David Négrier CTO

WorkAdventure is a platform that uses, at its core, a video-game engine, to provide a virtual office environment. Because the application is a virtual office, it needs to run 100% of the time, in the background. It is therefore important that the application does not draw too much power (which causes laptops to overheat, battery to drain faster and computers to be less responsive)

Article updated on April, 28th to add impact of canvas resolution on Power consumption and fixing the Game.step method.

In this article, I'll describe the steps I went through to reduce the power usage of WorkAdventure. WorkAdventure is based on the Phaser game engine, and is rendering the game using Tilemaps.

Because WorkAdventure uses the "Request Animation Frame" API, the browser is already doing quite a bit of optimization by itself.

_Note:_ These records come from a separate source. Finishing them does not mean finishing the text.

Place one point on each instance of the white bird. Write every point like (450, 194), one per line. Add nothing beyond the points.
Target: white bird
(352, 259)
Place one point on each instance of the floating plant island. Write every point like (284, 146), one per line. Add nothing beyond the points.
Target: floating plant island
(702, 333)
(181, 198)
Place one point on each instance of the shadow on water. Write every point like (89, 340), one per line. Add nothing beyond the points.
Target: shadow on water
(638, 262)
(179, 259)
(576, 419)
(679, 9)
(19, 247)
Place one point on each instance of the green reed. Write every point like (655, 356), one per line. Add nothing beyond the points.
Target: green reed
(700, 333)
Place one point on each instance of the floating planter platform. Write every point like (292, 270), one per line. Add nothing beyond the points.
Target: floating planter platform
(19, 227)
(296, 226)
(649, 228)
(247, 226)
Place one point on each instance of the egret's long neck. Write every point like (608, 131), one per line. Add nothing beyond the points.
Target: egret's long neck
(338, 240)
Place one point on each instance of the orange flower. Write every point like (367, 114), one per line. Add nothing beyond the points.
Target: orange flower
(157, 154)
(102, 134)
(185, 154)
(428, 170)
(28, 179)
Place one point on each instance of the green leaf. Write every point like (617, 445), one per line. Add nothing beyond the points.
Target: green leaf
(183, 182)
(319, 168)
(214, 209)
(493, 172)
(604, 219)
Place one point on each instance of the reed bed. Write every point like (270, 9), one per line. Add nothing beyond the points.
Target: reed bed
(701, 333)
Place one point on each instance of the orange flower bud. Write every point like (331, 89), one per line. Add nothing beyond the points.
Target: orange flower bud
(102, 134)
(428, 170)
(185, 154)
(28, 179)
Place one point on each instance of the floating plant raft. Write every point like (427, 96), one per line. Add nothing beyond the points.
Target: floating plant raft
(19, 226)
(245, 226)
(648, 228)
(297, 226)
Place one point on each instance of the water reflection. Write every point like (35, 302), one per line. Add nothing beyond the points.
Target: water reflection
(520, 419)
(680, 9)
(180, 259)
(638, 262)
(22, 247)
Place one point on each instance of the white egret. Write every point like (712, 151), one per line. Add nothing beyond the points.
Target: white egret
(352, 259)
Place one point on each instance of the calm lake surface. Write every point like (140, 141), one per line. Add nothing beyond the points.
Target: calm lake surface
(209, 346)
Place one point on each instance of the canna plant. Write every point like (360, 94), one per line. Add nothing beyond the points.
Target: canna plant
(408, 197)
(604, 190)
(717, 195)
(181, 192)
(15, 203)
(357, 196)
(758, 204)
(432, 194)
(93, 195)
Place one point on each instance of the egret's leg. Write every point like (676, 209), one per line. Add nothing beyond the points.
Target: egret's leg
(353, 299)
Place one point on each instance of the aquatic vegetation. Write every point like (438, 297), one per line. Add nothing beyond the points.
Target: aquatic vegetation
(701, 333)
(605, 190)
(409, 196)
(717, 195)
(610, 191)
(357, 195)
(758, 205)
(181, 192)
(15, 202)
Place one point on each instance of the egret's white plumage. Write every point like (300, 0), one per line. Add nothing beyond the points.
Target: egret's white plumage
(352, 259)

In particular, the game loop is stopped if the browser window is not visible (this is of course stopping any energy consumption from the engine). What I am interested in is reducing power consumption when the game is visible (either because the application is at the foreground or because the application runs on a secondary monitor...)

Measuring power consumption / CPU & GPU load

Measuring CPU & GPU load of an application like WorkAdventure is actually quite complex. Load is split on the CPU and the GPU, and classic tools (like top) are doing finally a poor job at explaining what is going on.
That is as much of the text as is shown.